By Brian Keeney
We provide detailed maps for a curated list of upcoming occultations by Lucy targets. This post is a guide to their interpretation, using the Polymele occultation on March 27, 2022 as an example.
The default view for this event has several sets of colored lines and looks like this:
Clicking the icon in the upper left corner reveals the available map layers. The ground-track, target altitude, and solar altitude layers are turned on by default, but can be toggled off by clicking the check mark next to the layer name.
The predicted shadow path is shown by the ground-track layer. The gray line is the predicted centerline, and the expected size is shown in dark blue. We don’t have perfect knowledge of the asteroid’s orbit or the position of the star being occulted, so our predictions have uncertainty. The light blue lines show the 3-sigma uncertainty of the prediction. We have high confidence that the shadow will pass somewhere within the light blue lines.
The target altitude layer shows how far the target star is located above the horizon at event time. Stars are much harder to observe when they are near the horizon, so it is best to be located where they are high in the sky.
The solar altitude layer shows how far the Sun is located below the horizon at event time.
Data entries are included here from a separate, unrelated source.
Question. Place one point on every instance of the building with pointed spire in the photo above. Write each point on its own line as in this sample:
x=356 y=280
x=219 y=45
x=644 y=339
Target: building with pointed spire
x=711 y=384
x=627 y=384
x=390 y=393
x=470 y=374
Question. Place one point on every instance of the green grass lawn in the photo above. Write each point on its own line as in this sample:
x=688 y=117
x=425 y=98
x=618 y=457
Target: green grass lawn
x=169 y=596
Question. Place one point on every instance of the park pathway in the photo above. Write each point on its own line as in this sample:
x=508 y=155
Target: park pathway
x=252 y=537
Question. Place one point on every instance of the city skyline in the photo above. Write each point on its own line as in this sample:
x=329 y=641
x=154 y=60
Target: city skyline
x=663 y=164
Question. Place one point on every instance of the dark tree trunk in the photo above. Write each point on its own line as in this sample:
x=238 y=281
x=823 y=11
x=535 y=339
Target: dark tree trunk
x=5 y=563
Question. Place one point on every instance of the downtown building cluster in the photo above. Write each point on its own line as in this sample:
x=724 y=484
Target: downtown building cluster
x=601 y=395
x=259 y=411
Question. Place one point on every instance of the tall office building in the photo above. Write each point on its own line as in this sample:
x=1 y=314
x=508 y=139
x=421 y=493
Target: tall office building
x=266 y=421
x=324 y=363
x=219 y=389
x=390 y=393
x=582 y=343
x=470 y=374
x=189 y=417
The target star is only visible at night, when the Sun is below the horizon.
Combining all of this information tells us that the best places to observe this event are between eastern Missouri and western North Carolina.
Observing this occultation requires a telescope because the star is not bright enough to see with the naked eye. On the event page we list the time of the occultation (01:53:43 UT) for the middle of the shadow path as it crosses the Earth, but the time of the event changes depending on where the observer is located. For this event, observers in eastern Missouri will see the occultation at approximately 01:56:28 UT (March 26 at 8:56:28 PM local time) and those in western North Carolina will see it at approximately 01:56:42 UT (March 26 at 9:56:42 PM local time). Here UT is Universal Time or Greenwich Mean Time, and the local times above take into account that Missouri will be on Central Daylight Time on March 26 and North Carolina will be on Eastern Daylight Time.